Con la sentenza della Corte di giustizia dell’Unione Europea si apre un’altra pagina della lunga e tormentata vicenda delle acciaierie ex Ilva di Taranto.
La sentenza del tribunale di Lussemburgo stabilisce che “in caso di pericoli gravi e rilevanti per l’integrità dell’ambiente e della salute umana, l’esercizio dell’installazione deve essere sospeso”. Una vittoria per chi ha sempre sostenuto che il bubbone ex Ilva andava estirpato, una ulteriore sconfitta per chi invece ha difeso l’occupazione e il futuro industriale del nostro Paese.
L’unica certezza è che la sentenza aggiunge un ulteriore elemento di confusione ad una situazione già molto ingarbugliata. A febbraio scorso, il ministro Adolfo Urso aveva ammesso con decreto Acciaierie d’Italia alla procedura di amministrazione straordinaria nominando un commissario per il rilancio dello stabilimento, restituendo al Paese “quello che è il frutto del lavoro, del sacrificio di intere generazioni”.
La difesa dell’impianto industriale è senz’altro una scelta condivisibile. La sua chiusura produrrebbe una drastica deindustrializzazione dell’area, senza alternative.
La vicenda di Bagnoli deve pur insegnare qualcosa. Anime belle ambientaliste, più interessate alla integrità dei panorami che alla dignità umana del lavoro, divennero complici inconsapevoli di gelosie di concorrenti entro la Comunità Europea e di avidi speculatori.
Il più operaista dei comunisti, Antonio Bassolino, fu convertito come San Paolo sulla via di Damasco e cominciò a sognare il grande sviluppo che Bagnoli, liberata dal mostro, avrebbe apportato alla città di Napoli. Ebbene, sono passati più di trenta anni dallo smantellamento di quella che era la più grande e più moderna acciaieria d’Europa, e lo scenario è un deserto.
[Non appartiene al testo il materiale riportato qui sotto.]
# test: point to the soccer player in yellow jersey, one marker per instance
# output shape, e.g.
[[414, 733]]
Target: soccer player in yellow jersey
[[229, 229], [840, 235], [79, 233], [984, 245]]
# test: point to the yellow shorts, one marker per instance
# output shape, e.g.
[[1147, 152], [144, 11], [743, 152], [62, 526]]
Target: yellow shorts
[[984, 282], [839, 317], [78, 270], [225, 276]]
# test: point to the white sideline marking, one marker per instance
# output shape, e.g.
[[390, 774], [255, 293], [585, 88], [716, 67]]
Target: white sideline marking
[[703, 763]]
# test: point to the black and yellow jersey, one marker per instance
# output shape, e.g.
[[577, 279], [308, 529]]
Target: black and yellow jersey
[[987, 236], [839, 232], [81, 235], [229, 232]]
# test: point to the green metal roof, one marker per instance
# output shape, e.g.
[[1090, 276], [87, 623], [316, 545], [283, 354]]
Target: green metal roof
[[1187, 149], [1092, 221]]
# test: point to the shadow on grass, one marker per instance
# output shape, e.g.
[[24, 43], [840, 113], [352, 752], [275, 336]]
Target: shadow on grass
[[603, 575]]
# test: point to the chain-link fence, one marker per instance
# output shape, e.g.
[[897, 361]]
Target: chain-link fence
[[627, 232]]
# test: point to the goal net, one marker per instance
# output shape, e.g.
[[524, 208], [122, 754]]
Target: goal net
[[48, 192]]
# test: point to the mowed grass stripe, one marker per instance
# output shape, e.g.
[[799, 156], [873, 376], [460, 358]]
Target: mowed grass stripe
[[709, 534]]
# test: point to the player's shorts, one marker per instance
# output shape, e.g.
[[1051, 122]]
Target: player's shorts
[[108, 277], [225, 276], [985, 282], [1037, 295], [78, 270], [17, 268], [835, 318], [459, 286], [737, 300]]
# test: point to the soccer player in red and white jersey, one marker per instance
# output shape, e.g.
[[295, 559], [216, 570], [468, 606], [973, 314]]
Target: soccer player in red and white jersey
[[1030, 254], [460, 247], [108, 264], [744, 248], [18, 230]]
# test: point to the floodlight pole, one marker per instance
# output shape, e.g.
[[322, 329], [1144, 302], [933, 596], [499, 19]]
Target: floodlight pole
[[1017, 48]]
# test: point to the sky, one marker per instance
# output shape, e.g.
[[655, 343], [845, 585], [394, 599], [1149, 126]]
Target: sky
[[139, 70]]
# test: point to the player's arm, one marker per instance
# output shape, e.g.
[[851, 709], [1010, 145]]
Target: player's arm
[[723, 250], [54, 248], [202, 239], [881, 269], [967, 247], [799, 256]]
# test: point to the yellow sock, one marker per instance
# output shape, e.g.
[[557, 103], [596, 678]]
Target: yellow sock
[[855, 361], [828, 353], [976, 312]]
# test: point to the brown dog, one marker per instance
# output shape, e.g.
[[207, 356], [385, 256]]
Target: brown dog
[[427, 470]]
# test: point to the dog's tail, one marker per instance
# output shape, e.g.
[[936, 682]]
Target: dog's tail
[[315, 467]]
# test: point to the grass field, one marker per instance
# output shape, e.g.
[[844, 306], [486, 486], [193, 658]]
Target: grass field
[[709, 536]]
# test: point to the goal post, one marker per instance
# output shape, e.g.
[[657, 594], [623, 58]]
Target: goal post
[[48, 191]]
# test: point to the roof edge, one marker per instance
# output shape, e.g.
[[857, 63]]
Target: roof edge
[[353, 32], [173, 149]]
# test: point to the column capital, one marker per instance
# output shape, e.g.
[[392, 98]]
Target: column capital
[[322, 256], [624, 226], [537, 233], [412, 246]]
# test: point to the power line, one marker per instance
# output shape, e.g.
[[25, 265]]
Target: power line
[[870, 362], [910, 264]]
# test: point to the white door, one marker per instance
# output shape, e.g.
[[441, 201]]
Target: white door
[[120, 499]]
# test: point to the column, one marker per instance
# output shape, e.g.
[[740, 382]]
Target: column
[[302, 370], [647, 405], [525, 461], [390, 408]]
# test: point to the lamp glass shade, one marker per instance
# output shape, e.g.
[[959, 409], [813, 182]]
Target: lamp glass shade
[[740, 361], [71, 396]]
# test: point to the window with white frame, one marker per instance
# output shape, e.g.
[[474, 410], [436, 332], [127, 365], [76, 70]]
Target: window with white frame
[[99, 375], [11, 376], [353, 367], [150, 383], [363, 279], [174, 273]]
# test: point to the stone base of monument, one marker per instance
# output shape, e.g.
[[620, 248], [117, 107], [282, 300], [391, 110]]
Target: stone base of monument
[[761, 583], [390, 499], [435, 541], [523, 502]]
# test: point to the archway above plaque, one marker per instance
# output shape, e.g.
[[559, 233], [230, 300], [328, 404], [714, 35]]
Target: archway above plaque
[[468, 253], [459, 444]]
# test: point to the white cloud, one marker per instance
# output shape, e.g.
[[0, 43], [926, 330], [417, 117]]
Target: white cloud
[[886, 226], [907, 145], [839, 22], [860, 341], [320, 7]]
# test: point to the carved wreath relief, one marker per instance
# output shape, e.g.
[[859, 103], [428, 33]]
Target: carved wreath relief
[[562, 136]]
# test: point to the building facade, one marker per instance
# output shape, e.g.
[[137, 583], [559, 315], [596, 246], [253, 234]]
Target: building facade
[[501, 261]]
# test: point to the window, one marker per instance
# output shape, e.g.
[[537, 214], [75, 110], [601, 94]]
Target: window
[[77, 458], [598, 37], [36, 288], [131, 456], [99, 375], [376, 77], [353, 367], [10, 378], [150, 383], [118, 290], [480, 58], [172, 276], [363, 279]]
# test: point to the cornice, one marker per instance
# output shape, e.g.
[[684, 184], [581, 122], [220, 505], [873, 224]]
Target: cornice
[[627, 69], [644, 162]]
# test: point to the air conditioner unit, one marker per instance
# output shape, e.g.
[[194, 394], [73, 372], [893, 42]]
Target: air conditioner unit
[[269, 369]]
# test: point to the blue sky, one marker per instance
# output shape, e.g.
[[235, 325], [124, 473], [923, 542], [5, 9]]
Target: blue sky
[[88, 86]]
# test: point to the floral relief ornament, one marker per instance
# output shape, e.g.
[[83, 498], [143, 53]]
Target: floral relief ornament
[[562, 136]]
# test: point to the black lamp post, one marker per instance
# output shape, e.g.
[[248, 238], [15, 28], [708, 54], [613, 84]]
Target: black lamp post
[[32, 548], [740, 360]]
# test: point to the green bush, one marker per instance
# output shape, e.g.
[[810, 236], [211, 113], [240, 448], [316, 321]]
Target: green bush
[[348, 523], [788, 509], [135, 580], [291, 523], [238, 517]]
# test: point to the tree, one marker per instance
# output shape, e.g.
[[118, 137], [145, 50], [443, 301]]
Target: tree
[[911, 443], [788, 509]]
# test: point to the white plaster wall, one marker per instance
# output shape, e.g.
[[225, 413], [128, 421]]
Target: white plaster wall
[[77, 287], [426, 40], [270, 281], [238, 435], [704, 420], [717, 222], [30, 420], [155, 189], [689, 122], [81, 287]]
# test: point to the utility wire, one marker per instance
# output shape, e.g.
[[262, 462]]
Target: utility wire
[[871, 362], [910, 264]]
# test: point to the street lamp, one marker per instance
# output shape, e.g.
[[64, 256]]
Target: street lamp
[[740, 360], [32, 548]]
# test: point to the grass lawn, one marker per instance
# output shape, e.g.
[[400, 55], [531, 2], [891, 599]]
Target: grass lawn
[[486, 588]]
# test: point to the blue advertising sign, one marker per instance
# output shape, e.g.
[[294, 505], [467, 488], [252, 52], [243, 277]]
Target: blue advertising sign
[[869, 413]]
Dove sono i grandi alberghi promessi, le folle di turisti, dov’è la spiaggia? Non c’è nulla. Certo si è risolto a Napoli il problema della fuliggine rossa che infastidiva la sensibile borghesia del Vomero, ma giù a valle, a Bagnoli deindustrializzata, vi è stata solo speculazione, corruzione e la vergogna di una classe politica incapace.
Bagnoli insegna molto e Taranto non deve subire la stessa sorte. Esiste una possibilità di conciliare la produzione, l’occupazione e la sacrosanta salute dei cittadini: riconvertire gli impianti e produrre acciaio di qualità. L’esperienza svedese può essere imitata. Certo la Svezia non produce le nostre quantità (4,3 milioni di tonnellate nel 2023 contro la produzione italiana di 21 milioni di tonnellate), ma ha impianti H2 Green Steel, alimentati a idrogeno e non con combustibili fossili (coke). Tale tecnologia può essere applicata, come dimostrano i risultati sperimentali, ad impianti su larga scala, con volumi di produzione significativi. Non c’è altra soluzione che ristrutturare in senso ecologico (con tecnologia H2 Green Steel o altro) il grande impianto di Taranto, senza perdere i volumi di produzione e di occupazione. L’alternativa è il nulla che oggi si vede a Bagnoli.